Risks of running a shared pool?
-
Our XCP's are all independent pools. This worked well as all storage was effectively local, but we've now setup truenas and want to start hosting some non-critical VM's on a shared NAS.
I have only worked with a "shared pool" once before in Xencenter days, and recall rebooting the master and having a small heart attack seeing that all of my hosts in the pool not displaying as expected (I cant recall if these servers "went offline / maintenance" mode but do recall immediately undoing the pooling afterwards).
So before I do this again, my understanding is that we have a pool master and then add hypervisors to that pool, and they can then share resources.
I have now elected 2 hypervisors to start my pooling experience. I have renamed the pool name of what will be my "master".
- What happens when I add a hypervisors to the pool, will any current VM's running be affected, does it go into maintenance mode or is it simply add the host to the pool and all works as expected.
- What is the correct way to perform maintenance on such a pool?
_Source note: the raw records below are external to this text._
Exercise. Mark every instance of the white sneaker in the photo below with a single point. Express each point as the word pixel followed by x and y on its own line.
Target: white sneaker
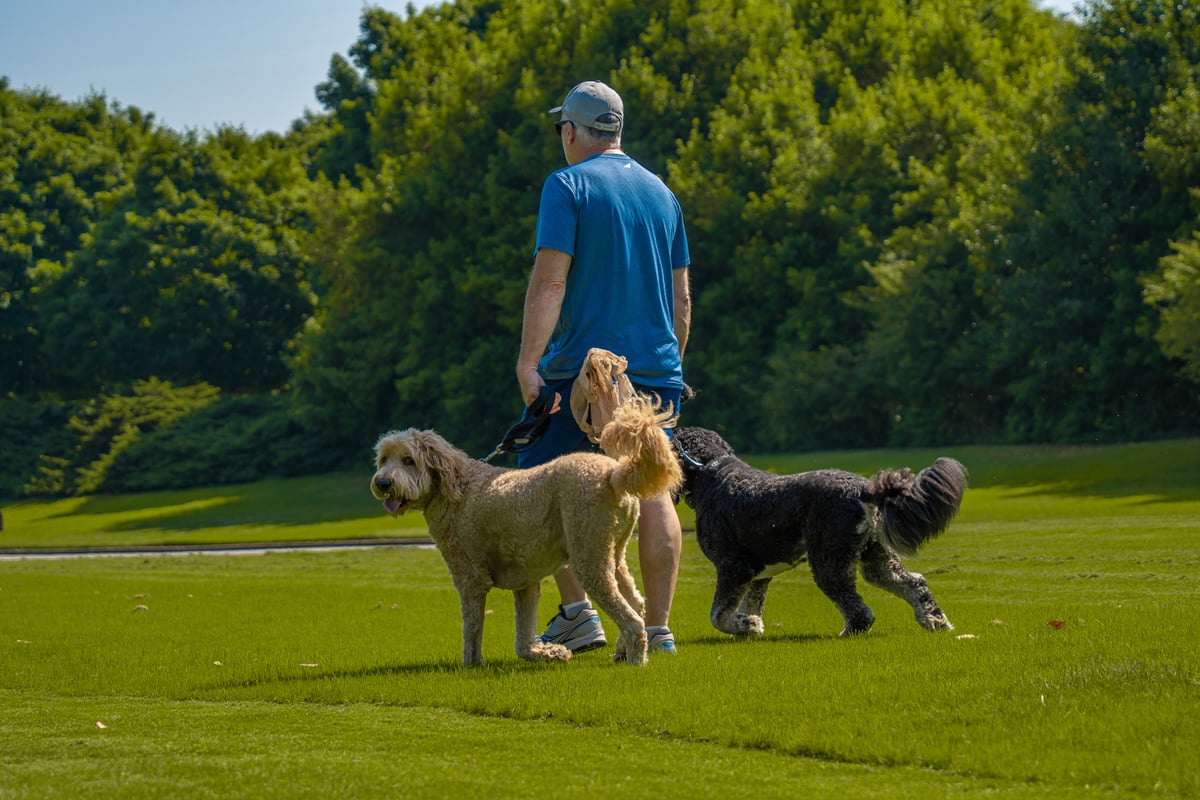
pixel 579 633
pixel 661 639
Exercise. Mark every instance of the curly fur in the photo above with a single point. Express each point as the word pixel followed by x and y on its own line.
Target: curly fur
pixel 509 529
pixel 754 524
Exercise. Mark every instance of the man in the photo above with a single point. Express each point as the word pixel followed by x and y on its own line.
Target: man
pixel 610 271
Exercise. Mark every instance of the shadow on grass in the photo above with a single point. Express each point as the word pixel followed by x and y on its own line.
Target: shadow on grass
pixel 335 498
pixel 429 667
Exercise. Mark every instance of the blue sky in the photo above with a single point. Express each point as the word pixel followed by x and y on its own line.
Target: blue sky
pixel 195 64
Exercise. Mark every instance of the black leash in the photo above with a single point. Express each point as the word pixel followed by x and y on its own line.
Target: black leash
pixel 532 425
pixel 687 456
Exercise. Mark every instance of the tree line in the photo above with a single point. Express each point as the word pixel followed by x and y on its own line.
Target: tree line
pixel 912 222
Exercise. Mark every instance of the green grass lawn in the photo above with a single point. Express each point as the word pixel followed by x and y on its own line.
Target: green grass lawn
pixel 336 673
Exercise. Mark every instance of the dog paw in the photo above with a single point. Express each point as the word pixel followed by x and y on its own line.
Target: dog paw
pixel 936 624
pixel 545 651
pixel 635 655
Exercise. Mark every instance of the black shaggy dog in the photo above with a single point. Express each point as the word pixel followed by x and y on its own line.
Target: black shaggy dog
pixel 754 525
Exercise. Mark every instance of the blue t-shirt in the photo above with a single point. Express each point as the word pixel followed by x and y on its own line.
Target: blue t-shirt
pixel 624 230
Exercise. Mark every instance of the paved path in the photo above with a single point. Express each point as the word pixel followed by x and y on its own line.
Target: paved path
pixel 249 548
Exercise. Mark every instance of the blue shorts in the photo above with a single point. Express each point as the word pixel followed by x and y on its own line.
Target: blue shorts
pixel 564 435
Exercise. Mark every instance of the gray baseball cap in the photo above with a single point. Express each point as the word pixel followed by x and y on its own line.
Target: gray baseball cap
pixel 593 104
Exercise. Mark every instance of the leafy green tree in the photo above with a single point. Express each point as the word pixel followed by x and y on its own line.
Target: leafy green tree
pixel 190 272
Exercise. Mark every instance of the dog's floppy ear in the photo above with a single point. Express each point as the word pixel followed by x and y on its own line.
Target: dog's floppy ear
pixel 442 462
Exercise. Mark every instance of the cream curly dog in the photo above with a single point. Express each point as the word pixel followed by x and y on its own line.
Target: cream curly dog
pixel 510 528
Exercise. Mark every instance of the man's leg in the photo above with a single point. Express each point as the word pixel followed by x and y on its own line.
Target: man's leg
pixel 659 543
pixel 569 588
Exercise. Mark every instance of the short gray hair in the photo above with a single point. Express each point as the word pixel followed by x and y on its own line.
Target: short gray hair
pixel 594 137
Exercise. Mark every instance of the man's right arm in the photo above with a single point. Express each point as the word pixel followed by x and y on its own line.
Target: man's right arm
pixel 544 302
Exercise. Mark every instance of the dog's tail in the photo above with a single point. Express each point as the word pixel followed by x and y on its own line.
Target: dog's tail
pixel 915 509
pixel 647 464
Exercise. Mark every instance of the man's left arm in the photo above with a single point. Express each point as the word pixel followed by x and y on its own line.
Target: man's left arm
pixel 682 307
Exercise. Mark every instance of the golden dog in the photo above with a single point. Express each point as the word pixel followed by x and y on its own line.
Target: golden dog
pixel 510 528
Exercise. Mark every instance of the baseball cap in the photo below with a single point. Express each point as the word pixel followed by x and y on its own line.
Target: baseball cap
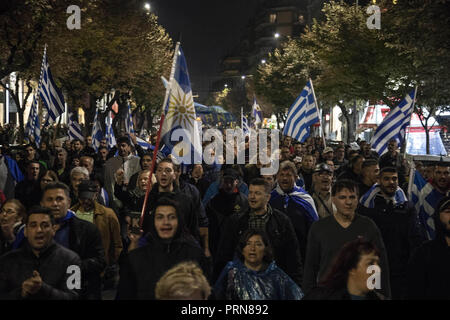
pixel 323 167
pixel 87 189
pixel 230 173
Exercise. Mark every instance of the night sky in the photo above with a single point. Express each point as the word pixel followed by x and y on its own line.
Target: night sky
pixel 209 30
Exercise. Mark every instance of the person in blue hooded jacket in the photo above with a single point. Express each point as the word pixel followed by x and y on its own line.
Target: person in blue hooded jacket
pixel 254 275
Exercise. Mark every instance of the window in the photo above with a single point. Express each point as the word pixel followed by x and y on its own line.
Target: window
pixel 273 17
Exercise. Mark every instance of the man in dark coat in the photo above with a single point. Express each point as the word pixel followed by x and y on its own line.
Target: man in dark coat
pixel 386 204
pixel 261 216
pixel 168 245
pixel 228 202
pixel 428 269
pixel 41 268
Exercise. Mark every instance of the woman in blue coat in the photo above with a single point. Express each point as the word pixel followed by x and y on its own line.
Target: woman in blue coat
pixel 254 275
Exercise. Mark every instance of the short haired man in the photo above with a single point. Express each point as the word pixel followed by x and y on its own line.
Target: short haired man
pixel 370 172
pixel 386 204
pixel 321 193
pixel 306 170
pixel 261 216
pixel 125 160
pixel 427 275
pixel 28 190
pixel 294 202
pixel 165 176
pixel 78 235
pixel 41 268
pixel 228 202
pixel 327 236
pixel 104 218
pixel 430 195
pixel 77 175
pixel 143 267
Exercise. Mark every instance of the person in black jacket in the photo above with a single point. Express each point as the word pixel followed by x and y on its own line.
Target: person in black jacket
pixel 348 276
pixel 78 235
pixel 228 202
pixel 428 269
pixel 397 220
pixel 262 217
pixel 165 176
pixel 167 246
pixel 41 268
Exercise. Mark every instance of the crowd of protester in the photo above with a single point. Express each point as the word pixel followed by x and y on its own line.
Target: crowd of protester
pixel 218 231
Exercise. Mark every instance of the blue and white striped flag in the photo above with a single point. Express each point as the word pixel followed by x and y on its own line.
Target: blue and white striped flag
pixel 368 199
pixel 256 112
pixel 302 115
pixel 49 92
pixel 97 134
pixel 110 138
pixel 180 132
pixel 74 127
pixel 129 127
pixel 33 127
pixel 415 186
pixel 394 125
pixel 429 198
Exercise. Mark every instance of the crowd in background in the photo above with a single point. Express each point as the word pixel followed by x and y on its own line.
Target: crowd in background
pixel 219 231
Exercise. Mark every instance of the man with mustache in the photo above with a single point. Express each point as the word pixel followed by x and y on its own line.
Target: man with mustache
pixel 428 276
pixel 386 204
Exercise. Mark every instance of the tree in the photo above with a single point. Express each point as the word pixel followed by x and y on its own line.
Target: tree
pixel 419 31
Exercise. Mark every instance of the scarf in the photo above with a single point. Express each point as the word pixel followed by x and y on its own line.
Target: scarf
pixel 297 197
pixel 368 200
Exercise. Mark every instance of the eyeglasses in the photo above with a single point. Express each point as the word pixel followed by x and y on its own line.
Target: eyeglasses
pixel 8 212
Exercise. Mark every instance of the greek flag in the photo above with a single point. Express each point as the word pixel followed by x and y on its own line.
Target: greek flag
pixel 415 186
pixel 302 114
pixel 256 112
pixel 49 92
pixel 429 198
pixel 394 125
pixel 97 134
pixel 180 132
pixel 110 138
pixel 368 199
pixel 33 127
pixel 74 128
pixel 129 127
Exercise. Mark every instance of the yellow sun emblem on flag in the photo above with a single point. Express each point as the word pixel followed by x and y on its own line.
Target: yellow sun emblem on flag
pixel 181 109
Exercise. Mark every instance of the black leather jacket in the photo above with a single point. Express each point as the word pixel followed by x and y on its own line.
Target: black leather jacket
pixel 52 264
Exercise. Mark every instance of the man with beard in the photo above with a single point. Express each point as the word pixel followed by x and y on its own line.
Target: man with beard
pixel 261 216
pixel 430 195
pixel 370 172
pixel 327 236
pixel 41 268
pixel 294 202
pixel 28 191
pixel 428 268
pixel 386 204
pixel 125 160
pixel 228 202
pixel 321 192
pixel 306 170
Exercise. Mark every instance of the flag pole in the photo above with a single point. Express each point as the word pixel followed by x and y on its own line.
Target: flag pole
pixel 410 118
pixel 317 108
pixel 158 138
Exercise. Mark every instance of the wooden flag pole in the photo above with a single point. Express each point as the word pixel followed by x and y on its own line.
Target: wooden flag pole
pixel 158 138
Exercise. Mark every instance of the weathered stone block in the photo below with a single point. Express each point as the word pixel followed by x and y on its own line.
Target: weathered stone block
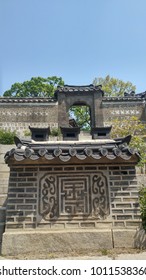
pixel 55 241
pixel 124 238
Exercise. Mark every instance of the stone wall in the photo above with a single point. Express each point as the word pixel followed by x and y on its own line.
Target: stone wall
pixel 28 203
pixel 122 108
pixel 19 116
pixel 4 179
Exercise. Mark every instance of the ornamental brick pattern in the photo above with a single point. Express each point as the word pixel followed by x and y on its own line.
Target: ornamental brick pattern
pixel 72 197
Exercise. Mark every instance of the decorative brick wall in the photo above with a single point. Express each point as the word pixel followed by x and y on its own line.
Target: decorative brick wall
pixel 40 197
pixel 20 116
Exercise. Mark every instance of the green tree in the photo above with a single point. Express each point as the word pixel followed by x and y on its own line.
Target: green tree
pixel 81 114
pixel 35 87
pixel 113 86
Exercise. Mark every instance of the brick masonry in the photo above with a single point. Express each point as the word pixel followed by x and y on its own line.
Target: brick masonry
pixel 19 115
pixel 29 203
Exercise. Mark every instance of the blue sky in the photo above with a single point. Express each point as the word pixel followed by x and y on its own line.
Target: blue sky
pixel 75 39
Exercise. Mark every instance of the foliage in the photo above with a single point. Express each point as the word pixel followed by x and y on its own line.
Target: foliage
pixel 81 114
pixel 55 132
pixel 113 86
pixel 7 137
pixel 136 129
pixel 36 87
pixel 27 132
pixel 142 202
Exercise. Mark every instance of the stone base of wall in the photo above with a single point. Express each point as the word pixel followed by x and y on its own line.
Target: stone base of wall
pixel 39 242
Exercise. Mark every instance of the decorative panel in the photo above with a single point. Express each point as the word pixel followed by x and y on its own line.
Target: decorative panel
pixel 73 196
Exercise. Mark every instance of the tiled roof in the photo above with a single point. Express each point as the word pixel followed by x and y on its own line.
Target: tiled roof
pixel 93 150
pixel 71 88
pixel 26 100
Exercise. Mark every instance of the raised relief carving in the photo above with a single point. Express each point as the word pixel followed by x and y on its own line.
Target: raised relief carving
pixel 73 196
pixel 48 206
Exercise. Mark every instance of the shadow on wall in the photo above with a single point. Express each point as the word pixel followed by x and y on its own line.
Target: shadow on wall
pixel 2 221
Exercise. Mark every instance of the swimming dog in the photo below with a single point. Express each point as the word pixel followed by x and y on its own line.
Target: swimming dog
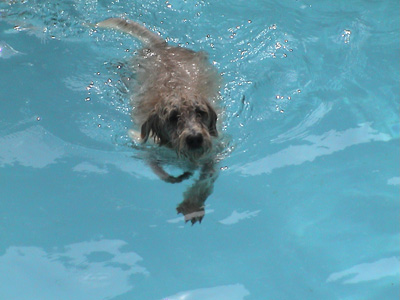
pixel 175 93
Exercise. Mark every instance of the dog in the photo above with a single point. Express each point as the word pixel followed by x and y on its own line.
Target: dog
pixel 174 105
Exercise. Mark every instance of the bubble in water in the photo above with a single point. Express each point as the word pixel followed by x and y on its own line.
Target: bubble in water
pixel 346 35
pixel 6 51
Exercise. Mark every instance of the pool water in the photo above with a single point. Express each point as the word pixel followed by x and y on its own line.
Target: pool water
pixel 306 205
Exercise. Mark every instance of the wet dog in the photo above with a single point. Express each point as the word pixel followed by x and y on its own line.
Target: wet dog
pixel 173 103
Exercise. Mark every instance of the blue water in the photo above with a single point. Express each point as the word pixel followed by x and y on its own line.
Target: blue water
pixel 306 205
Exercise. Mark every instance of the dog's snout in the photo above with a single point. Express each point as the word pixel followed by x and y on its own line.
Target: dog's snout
pixel 194 141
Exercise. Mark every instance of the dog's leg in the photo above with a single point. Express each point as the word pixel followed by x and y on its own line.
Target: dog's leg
pixel 192 207
pixel 160 172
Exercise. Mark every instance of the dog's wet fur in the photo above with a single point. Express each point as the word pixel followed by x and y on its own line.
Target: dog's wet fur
pixel 173 100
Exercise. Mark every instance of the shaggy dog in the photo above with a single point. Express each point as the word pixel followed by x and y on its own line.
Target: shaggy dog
pixel 173 104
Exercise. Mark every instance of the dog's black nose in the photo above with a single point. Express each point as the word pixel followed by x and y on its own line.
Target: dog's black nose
pixel 194 141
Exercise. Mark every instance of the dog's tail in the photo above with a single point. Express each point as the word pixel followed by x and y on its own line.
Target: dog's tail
pixel 146 36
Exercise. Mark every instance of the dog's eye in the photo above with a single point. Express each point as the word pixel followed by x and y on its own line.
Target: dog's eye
pixel 173 117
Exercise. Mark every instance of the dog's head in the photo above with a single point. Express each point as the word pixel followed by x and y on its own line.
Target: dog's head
pixel 185 126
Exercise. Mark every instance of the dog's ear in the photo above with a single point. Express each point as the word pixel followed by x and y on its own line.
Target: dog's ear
pixel 212 127
pixel 153 127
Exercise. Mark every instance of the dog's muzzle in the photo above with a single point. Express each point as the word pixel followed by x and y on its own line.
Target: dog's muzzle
pixel 194 141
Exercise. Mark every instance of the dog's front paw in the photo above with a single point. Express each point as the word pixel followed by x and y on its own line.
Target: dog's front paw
pixel 192 211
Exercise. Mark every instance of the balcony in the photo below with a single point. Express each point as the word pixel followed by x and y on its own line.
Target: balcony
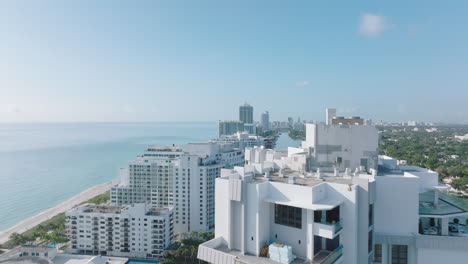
pixel 328 257
pixel 327 229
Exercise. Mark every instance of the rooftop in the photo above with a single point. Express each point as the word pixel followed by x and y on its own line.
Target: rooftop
pixel 157 211
pixel 301 179
pixel 447 204
pixel 107 209
pixel 253 259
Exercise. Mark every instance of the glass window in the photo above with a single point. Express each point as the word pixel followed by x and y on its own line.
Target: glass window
pixel 399 254
pixel 288 216
pixel 378 253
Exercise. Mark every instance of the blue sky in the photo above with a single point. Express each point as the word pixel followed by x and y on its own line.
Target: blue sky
pixel 199 60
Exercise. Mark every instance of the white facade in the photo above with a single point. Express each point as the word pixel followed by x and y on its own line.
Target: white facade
pixel 342 146
pixel 182 178
pixel 331 216
pixel 415 218
pixel 330 113
pixel 138 230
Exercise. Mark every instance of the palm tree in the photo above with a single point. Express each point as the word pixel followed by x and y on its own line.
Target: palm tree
pixel 184 235
pixel 194 252
pixel 17 238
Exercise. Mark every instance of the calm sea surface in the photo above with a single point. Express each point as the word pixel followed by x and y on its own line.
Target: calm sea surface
pixel 42 165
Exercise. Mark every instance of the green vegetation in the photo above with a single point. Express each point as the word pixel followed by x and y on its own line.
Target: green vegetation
pixel 99 199
pixel 49 231
pixel 188 249
pixel 297 134
pixel 269 133
pixel 438 150
pixel 52 230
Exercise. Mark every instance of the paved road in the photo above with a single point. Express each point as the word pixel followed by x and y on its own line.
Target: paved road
pixel 60 208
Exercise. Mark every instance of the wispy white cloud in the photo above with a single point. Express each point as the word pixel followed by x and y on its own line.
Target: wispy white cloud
pixel 372 25
pixel 10 109
pixel 302 83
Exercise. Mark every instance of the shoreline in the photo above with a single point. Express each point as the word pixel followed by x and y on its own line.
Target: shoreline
pixel 64 206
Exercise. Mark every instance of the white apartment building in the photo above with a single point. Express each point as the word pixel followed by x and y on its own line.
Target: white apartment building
pixel 182 178
pixel 385 212
pixel 137 231
pixel 240 140
pixel 341 146
pixel 416 220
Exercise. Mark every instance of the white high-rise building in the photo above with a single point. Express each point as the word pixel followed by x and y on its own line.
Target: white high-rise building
pixel 246 113
pixel 179 177
pixel 265 121
pixel 330 113
pixel 387 212
pixel 138 231
pixel 240 140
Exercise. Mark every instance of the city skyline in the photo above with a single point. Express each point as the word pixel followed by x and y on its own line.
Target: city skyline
pixel 93 61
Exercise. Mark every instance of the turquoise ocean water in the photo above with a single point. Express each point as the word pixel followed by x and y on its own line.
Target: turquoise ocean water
pixel 42 165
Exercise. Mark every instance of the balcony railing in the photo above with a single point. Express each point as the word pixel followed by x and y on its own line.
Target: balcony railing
pixel 327 229
pixel 331 257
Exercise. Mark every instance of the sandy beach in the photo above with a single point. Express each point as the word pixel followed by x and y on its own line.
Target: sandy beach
pixel 60 208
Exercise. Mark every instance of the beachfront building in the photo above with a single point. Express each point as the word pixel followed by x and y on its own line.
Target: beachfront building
pixel 241 140
pixel 265 121
pixel 304 205
pixel 137 231
pixel 246 113
pixel 182 178
pixel 230 127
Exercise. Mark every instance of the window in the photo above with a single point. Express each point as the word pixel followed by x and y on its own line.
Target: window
pixel 399 254
pixel 288 216
pixel 378 253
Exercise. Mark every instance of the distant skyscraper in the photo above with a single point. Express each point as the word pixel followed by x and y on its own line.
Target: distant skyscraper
pixel 246 113
pixel 265 120
pixel 330 113
pixel 290 121
pixel 230 127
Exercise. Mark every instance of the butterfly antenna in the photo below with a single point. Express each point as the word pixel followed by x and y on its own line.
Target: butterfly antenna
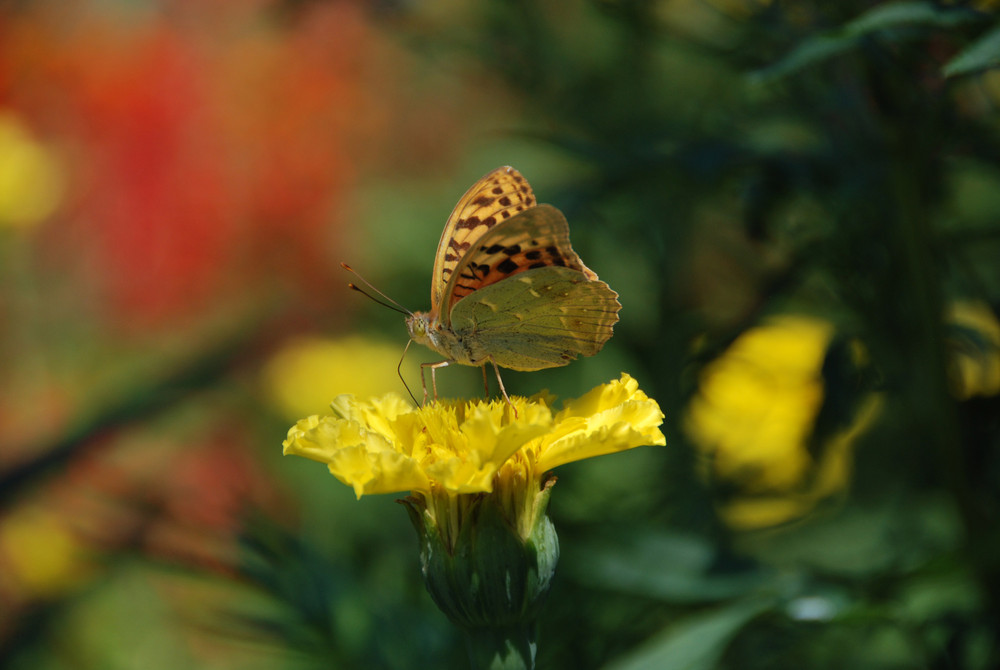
pixel 386 300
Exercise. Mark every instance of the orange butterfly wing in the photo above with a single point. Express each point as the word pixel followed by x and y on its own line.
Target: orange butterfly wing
pixel 495 198
pixel 535 238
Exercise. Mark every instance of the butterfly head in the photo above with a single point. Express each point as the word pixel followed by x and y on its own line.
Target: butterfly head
pixel 418 325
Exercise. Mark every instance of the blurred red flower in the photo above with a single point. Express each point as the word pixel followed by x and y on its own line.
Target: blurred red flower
pixel 208 149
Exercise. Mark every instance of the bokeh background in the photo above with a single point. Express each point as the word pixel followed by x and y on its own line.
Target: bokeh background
pixel 799 203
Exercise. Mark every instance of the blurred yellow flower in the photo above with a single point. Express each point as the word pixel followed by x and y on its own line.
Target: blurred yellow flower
pixel 307 373
pixel 31 179
pixel 41 554
pixel 754 414
pixel 973 349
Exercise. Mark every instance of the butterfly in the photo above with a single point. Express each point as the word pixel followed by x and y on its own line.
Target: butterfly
pixel 507 287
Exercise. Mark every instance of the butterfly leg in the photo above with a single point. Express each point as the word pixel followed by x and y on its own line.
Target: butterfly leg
pixel 433 368
pixel 496 369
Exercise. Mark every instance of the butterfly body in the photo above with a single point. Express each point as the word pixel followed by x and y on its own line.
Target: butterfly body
pixel 507 287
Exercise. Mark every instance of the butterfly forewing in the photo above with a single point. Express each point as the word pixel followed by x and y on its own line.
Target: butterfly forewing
pixel 535 238
pixel 495 198
pixel 540 318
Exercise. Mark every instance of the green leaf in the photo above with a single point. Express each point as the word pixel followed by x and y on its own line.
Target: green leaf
pixel 885 17
pixel 669 567
pixel 695 643
pixel 982 54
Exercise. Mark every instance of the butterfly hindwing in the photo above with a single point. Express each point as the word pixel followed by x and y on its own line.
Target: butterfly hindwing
pixel 535 238
pixel 493 199
pixel 540 318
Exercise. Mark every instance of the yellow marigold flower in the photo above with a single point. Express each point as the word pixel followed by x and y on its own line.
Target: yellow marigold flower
pixel 754 414
pixel 477 476
pixel 31 179
pixel 384 445
pixel 42 554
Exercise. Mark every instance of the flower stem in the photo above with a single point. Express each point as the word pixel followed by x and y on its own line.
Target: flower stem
pixel 502 648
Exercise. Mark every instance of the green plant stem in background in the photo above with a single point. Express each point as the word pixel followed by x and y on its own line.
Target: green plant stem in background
pixel 502 648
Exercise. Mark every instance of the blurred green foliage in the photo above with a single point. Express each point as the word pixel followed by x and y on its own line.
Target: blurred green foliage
pixel 719 162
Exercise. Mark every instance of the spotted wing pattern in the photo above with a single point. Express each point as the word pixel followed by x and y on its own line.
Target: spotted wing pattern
pixel 541 318
pixel 496 197
pixel 535 238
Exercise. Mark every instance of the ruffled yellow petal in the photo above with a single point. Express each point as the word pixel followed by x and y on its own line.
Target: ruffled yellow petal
pixel 613 417
pixel 383 445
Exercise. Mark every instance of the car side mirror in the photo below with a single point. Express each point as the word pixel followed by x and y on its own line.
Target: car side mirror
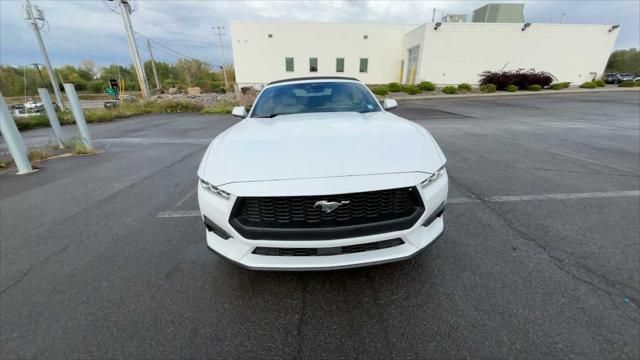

Should I perform maintnenace on slaves first, then promote a new master then perform maintenance on the "old master"?
- What happens if the master goes offline due to possible hardware issues, are the other hypervisors at all affected? Does it affect running VM's on those hosts? In XO, will I still be able to view / manage the other hypervisors or is there tasks that would be required to elect a new master?
- Lastly, if I have shared VM's in the NAS, and the hypervisor goes down, will I be able to automatically start the VM on one of the other hypervisors (not HA, manual start)? I am not sure where the metadata of the VM's are located so not sure if the VM's can outright just be started on another hypervisor in the pool. I assume there is a possibility that the VM might still be running (just not known to XO at the time) so how do we overcome accidentally starting the VM on another host if such an incident occurs?
-
Hi,
- Nothing will happen to your VMs when you add another host to your current pool.
- Depends on what you call maintenance. For updates, it's always master first (note: this is handled automatically by Xen Orchestra and its rolling pool update feature).
- If the master goes down (a reboot), then you can't control your pool until it's back. But this won't affect your running VMs. They'll still run without any problem. If the master is down for good, then you can elect a new master yourself. In HA, this is done automatically, but you always need to disable HA for updates anyway (since the master must be rebooted first). In short, it's OK to reboot your master, you'll just won't have control on new actions on your pool during that time, without any impact on what's going on.
- If it's a slave going down, no problem to start the VM on another host. If it's the master, you'll have to elect a new master manually. HA will do it for you. As long as you don't elect a new master (ONLY if you lost the master for good), you won't be able to boot any new VM anyway.
-
@olivierlambert you are by far the most responsive product founder I have ever come accross, thank you!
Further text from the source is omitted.